The Academy was formed in September 1999 by Jean-Claude Rodriguez, head chef at the Restaurant Château St-Martin Trencavel, Hameau de Montredon near Carcassonne, along with 3 other cassoulet specialist chefs and 4 passionate connoisseurs, thus bringing up a happy 10th anniversary of “organizing and participating in gastronomique, cultural, artistic, touristic, and media events with the sole aim of promoting the development of His Majesty Cassoulet in the world, and achieving recognition for the Master Chefs of cassoulet in the region.” Praiseworthy enough, but the Academy’s objectives also extend to promoting a wider awareness of the region’s cultural heritage, its language, traditions, and creativity, and “to bring together men and women for whom expertise, quality, and originality equate to a love of life in thought, word, and deed, and to eating well, (and whose) human values and warmth remain the prerogative and custom of those living in the south of France.” Heady stuff: somehow the British beans-on-toast congregation seems a bit lightweight by comparison.

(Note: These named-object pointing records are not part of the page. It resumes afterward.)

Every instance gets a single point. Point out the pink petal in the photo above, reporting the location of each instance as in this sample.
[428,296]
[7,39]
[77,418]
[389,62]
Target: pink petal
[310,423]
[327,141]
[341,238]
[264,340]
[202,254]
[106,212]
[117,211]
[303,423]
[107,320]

The Academy maintains an active profile in the gastronomic life of the region, promoting fairs, village fêtes, banquets and dinners, colloquia, and seminars, all devoted to promoting the traditional culinary value of bringing out the best to savour in the local terroir. They publish strict guidelines for restaurants and chefs for inclusion in the Cassoulet Trail, and members of the Admissions Committee vet all prospective chefs, who upon successful inauguration undertake to adhere to the precepts of the Charter. The Academy will also study and evaluate special gastronomic propositions by chefs and academicians: a kind of Cooking Code of Conduct; they even operate a recipe telephone consultation service, and of course, present their very stringent rules for the cooking of the cassoulet itself. Happily, the various recipes for the Trinity of cassoulets can be found on the Academy’s website:

The Academy’s emblem is the distinctive earthenware dish which gives cassoulet its name: the cassole has been used since time immemorial to serve “this unsurpassed dish, much appreciated by lovers of good food who compliment each other with a cry of ‘ACO V’AIMI!’” We don’t know what this means, but it’s probably something like “Get it down yer gob,” or as Leonard Cohen would say, more poetically, “Hallelujah!”